Festival of headlights! Chabad takes menorahs on Ridge car parade
Photo by Georgine Benvenuto

Call it a victory lap.

Three days after someone knocked down (but not out) the Chabad of Bay Ridge’s menorah on 65th Street and Seventh Avenue, members of Brooklyn’s Jewish community celebrated the last day of Hanukkah by illuminating Bay Ridge with a parade of cars sporting menorahs on Dec. 13. Organizers decided to start their parade at the site of the apparent vandalism in an act of perseverance, the Chabad’s rabbi said.“It’s a symbolic gesture that we are here and the light will continue to shine and more light will go forth from there,” said Rabbi Tzvi Stroh. “Instead of being lessened, the light will go forth through the whole neighborhood.”

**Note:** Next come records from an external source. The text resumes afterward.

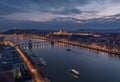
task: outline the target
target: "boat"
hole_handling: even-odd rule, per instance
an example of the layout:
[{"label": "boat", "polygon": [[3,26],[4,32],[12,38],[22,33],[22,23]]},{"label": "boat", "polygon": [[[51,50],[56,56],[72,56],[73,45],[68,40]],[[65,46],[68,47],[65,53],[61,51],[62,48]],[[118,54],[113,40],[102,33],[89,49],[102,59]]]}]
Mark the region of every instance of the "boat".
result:
[{"label": "boat", "polygon": [[75,70],[75,69],[72,69],[71,70],[72,74],[76,75],[76,76],[80,76],[80,73],[79,71]]},{"label": "boat", "polygon": [[68,49],[66,49],[66,50],[67,50],[67,51],[71,51],[71,49],[69,49],[69,48],[68,48]]},{"label": "boat", "polygon": [[42,57],[39,58],[39,61],[40,61],[40,64],[39,64],[40,66],[46,66],[47,65]]}]

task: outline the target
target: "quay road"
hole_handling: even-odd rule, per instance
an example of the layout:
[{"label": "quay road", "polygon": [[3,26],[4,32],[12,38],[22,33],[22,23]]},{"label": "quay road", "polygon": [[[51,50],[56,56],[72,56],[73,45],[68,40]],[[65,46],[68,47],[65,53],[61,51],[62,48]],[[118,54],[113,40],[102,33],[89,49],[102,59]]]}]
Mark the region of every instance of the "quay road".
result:
[{"label": "quay road", "polygon": [[117,49],[108,49],[105,45],[103,45],[102,47],[97,45],[97,44],[86,44],[86,43],[81,43],[81,42],[77,42],[77,41],[69,41],[67,39],[51,39],[51,38],[47,38],[47,37],[41,37],[41,36],[37,36],[37,35],[2,35],[5,37],[25,37],[25,38],[32,38],[32,39],[42,39],[42,40],[48,40],[48,41],[55,41],[55,42],[62,42],[62,43],[66,43],[66,44],[71,44],[71,45],[76,45],[76,46],[81,46],[84,48],[88,48],[88,49],[93,49],[93,50],[97,50],[97,51],[102,51],[102,52],[107,52],[107,53],[111,53],[111,54],[115,54],[115,55],[120,55],[120,50]]},{"label": "quay road", "polygon": [[10,45],[12,47],[15,47],[17,52],[20,54],[21,58],[23,59],[24,63],[28,67],[29,71],[31,72],[34,82],[50,82],[37,68],[31,61],[30,59],[26,56],[26,54],[22,51],[22,49],[19,46],[16,46],[16,44],[12,41],[9,40],[4,40],[5,45]]}]

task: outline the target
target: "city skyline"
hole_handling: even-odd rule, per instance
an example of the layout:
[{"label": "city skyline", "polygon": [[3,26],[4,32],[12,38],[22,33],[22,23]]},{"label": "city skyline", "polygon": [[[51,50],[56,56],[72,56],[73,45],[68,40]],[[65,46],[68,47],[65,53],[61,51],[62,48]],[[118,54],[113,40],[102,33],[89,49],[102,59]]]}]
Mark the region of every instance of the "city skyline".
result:
[{"label": "city skyline", "polygon": [[0,30],[119,29],[120,0],[0,1]]}]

It was the Chabad of Bay Ridge’s third such parade over as many years.

The Bay Ridge ride previously started and ended at the synagogue on Bay Ridge and Fourth avenues, but Stroh and his colleagues put together a last-minute menorah-lighting at Fort Hamilton Triangle on 95th Street and Fourth Avenue and rode there instead.

Councilman Vincent Gentile (D–Bay Ridge) and state Senator Martin Golden (R–Bay Ridge) lit each side of the 9-foot menorah at the triangle with around 40 people from the borough’s Chabad communities in attendance.

Gentile decried the vandalism on behalf of area gentiles.

“I wanted to make a statement that whatever happened with the menorah is not representative of what people in this neighborhood are about — that this is not a hostile neighborhood, and this was an isolated incident,” he said.

Stroh plans to put up one more menorah in the neighborhood next year to bring even more light to Bay Ridge — much like one lights one more candle each night of Hanukkah, he said.

“That shows that you may start off small, but as long as you persevere, the light will overcome the darkness,” he said.